What I would do for the patient: ignore the acid-base, and treat the patient. Is he clinically well? What was his premorbid level of functioning and SpO2? It may be that the metabolic alkalosis is depressing his respiratory drive (leading to the depressed PO2) but if he is not in distress from this, I would leave it alone. If he is still having problems CCF I would optimise Tx for that first. The CAL will not kill him acutely so I would ignore that, and the metabolic alkalosis will resolve itself once the aggressive natriuresis (and ensuing diuresis) ceases — the kidneys are very efficient at getting rid of HCO3.
I would like to see this patient’s electrolytes, especially the Cl and Na.
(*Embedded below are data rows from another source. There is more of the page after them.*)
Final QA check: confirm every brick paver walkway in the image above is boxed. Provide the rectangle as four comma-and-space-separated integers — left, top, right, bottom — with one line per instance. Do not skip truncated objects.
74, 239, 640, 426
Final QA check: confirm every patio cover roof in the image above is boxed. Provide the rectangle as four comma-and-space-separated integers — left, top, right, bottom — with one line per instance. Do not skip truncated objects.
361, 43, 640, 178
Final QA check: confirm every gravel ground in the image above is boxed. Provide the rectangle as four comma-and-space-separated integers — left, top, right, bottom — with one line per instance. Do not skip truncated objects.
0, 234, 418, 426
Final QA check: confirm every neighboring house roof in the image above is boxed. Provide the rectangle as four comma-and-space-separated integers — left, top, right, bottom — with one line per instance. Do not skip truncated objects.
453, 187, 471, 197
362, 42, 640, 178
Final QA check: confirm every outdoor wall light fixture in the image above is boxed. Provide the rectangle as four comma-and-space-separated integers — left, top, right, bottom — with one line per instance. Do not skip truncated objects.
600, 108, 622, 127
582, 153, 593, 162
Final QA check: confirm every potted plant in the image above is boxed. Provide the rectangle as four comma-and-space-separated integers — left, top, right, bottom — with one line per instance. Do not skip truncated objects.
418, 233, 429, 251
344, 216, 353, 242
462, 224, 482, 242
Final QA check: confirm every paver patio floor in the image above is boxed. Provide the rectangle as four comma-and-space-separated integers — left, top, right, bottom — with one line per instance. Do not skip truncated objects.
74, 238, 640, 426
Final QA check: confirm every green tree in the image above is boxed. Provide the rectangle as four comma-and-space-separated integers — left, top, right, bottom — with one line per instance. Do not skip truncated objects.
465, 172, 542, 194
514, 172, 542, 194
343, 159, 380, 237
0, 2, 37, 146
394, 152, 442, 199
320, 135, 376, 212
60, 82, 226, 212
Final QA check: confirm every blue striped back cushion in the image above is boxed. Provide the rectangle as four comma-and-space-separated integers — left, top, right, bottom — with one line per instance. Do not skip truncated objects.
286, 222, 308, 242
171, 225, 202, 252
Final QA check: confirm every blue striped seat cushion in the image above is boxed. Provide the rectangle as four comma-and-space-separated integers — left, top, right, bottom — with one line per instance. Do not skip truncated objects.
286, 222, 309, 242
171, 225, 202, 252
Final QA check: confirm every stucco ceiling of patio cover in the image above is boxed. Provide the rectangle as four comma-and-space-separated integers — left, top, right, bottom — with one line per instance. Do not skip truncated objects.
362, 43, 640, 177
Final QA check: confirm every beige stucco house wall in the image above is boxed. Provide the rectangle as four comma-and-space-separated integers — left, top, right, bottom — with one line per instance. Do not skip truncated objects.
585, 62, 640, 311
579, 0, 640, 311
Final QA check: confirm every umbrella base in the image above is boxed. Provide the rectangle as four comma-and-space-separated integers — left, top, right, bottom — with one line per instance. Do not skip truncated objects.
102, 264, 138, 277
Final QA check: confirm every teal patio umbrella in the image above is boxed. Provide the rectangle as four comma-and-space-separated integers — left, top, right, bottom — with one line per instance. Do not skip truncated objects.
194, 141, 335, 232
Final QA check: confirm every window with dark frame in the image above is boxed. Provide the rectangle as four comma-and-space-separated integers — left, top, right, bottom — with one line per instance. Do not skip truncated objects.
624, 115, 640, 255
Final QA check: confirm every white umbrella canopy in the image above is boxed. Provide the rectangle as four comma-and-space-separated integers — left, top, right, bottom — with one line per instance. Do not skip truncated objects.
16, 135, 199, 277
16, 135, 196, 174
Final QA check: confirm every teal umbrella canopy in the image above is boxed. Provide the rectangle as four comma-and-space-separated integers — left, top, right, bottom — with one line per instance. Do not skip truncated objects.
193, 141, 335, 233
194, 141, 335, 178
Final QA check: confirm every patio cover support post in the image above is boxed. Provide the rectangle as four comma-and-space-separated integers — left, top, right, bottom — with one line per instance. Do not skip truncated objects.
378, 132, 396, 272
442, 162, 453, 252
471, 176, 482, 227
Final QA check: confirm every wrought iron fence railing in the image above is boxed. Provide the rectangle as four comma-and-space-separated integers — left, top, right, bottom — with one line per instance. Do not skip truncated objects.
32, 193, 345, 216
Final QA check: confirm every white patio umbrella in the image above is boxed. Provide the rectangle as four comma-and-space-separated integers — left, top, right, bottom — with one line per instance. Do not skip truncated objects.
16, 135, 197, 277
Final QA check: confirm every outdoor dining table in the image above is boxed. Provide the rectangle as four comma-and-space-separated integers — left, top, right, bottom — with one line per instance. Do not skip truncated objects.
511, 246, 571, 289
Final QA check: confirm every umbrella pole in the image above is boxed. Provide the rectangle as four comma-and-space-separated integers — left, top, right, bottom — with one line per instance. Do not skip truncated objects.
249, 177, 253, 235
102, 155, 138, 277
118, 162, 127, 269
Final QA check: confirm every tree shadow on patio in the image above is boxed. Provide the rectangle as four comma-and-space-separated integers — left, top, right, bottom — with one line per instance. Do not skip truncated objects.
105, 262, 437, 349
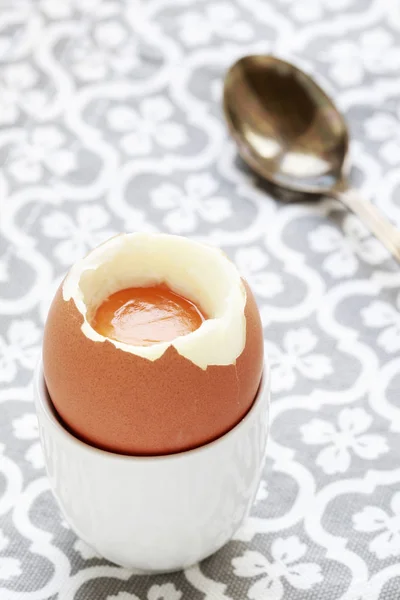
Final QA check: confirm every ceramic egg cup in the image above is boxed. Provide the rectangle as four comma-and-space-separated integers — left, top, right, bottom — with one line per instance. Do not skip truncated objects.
35, 364, 270, 573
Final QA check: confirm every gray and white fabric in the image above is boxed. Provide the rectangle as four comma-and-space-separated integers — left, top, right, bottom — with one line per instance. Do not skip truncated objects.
0, 0, 400, 600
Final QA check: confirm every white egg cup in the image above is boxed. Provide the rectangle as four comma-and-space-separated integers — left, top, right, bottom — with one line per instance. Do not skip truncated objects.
35, 364, 270, 572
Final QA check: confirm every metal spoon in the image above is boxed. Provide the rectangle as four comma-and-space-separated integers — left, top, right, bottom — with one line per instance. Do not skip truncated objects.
224, 56, 400, 261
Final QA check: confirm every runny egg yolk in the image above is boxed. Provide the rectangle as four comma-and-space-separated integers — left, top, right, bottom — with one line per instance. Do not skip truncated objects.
91, 284, 206, 346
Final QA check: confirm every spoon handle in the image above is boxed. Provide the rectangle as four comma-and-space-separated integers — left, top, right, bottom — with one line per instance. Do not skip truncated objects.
334, 188, 400, 262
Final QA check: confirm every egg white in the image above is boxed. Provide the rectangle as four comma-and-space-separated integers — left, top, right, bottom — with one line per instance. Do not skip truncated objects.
63, 233, 246, 369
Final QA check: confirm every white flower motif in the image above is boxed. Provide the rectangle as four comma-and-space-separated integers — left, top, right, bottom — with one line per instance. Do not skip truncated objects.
365, 105, 400, 165
0, 529, 10, 560
107, 583, 182, 600
265, 327, 332, 392
147, 583, 182, 600
308, 215, 388, 279
179, 1, 254, 46
107, 96, 187, 156
38, 0, 115, 19
281, 0, 354, 23
0, 62, 38, 125
12, 413, 39, 440
0, 556, 22, 581
353, 492, 400, 560
12, 413, 44, 469
255, 479, 268, 504
0, 319, 41, 383
8, 125, 76, 183
361, 293, 400, 353
235, 246, 283, 298
69, 18, 139, 81
107, 592, 140, 600
300, 408, 388, 475
74, 539, 99, 560
321, 27, 400, 86
151, 173, 232, 233
42, 204, 115, 265
232, 535, 323, 600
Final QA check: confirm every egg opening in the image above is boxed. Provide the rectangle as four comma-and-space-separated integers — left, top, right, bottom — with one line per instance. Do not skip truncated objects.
63, 233, 246, 369
91, 283, 206, 346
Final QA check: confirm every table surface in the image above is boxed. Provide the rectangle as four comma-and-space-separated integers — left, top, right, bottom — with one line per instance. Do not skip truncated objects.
0, 0, 400, 600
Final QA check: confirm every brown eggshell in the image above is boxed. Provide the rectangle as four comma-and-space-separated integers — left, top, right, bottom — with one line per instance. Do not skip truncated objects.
43, 282, 263, 455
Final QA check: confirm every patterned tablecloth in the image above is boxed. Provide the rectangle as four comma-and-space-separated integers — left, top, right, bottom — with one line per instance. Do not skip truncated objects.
0, 0, 400, 600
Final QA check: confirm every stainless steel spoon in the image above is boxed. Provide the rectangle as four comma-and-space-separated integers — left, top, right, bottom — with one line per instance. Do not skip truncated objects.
224, 56, 400, 261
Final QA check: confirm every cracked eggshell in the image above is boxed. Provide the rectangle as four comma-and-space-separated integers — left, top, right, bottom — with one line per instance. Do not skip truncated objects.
43, 234, 263, 455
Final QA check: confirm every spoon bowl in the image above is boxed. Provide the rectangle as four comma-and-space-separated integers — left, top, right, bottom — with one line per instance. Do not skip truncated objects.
223, 55, 400, 261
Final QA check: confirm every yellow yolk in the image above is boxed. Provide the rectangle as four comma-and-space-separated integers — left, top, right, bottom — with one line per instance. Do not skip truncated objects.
91, 284, 206, 346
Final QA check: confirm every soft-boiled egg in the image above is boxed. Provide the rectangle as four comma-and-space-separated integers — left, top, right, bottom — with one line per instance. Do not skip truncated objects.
43, 233, 263, 455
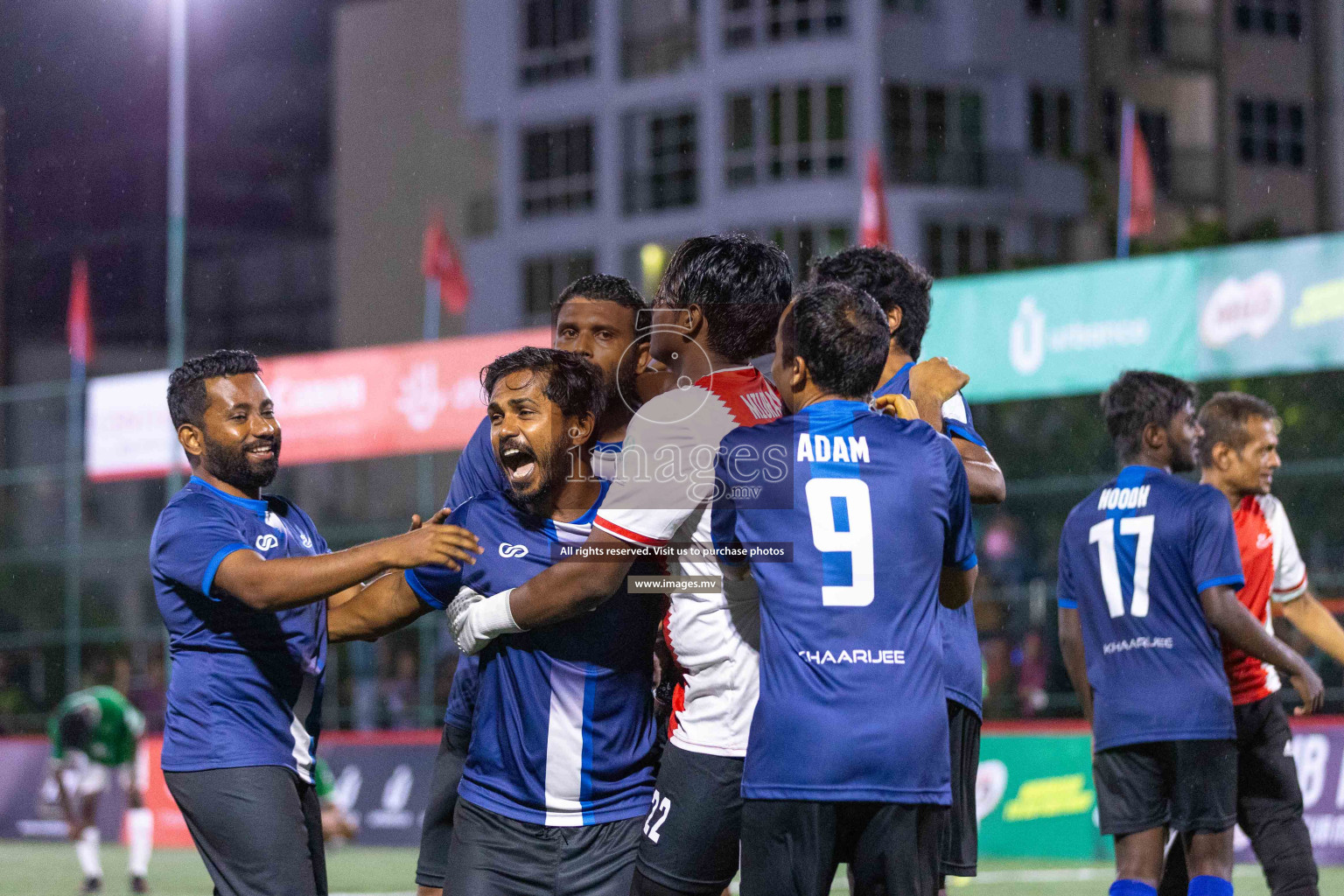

It may be that he may benefit from very gentle 3NS.
Dr bikash Bhattacharjee
June 8th, 2008 at 6:33 am
patient has 2 problem beforehand-
1.COPD he should have CO2 alredy increased at his level of respiratory insufficiency before intubation aggravated by acute on chronic heart failure
2.CHF which has an element of hyperaldosteronism as defence mechanism to increase effecive arterial volume.
in this scenerio as decompesation sets in respiratory and acute heart failure triggered aggressive therapy: ventilator therapy which is needed and diuretic therapy to possibly control pulmonary edema.possibly thiscourse of treatment continued in right earnest till it was seen his parameters improved to an usual normal values.he was extubated.
present scenerio:
he has alkalemia due to
1.overzealous ventilatio on ventilator to make pCO2 exactly normal which is equavalent to hyperventilation and alkalosis kidney appropriately responding producing more HCO3-. With extubation this cotinued producing metabolic alkalosis.
2.Aggressive diuretic therapy with loop diuretics which causes along with ECF volume loss excassive chloride loss. body volume control mechanism now to retain Na+ require HCO3- as anion resulting metabolic alkalosis.as secondary hyperaldosteronism may also produce hypokalemia.
this alkalosis may produce inhibition of respiratory center producing hypercapnia and hypoxia which is present in this patient.
Treatment:
1.On cardiac front: as effective circulatory volume is reduced from disease and drug it should be cautiosly replenished with both NaCl and KCl administration. as hyperaldosteronism is present aldosteron antagoist like spironolacton should be prescribed. diuretic therapy should be administered moe judiciously.Other cardiac active drugs like ACE-ihibitor or ARB-antagonist or even digitalis prescribed. Betablocker is probably cotraindicated here.
2.On respiratory front as he is just out of ventilator no point jumping into it again. noninvasive ventilaion with BiPAP or even CPAP may be tried.To inrease effective ventilation administration of bronchodilator or agentlike ipatropium may be administered.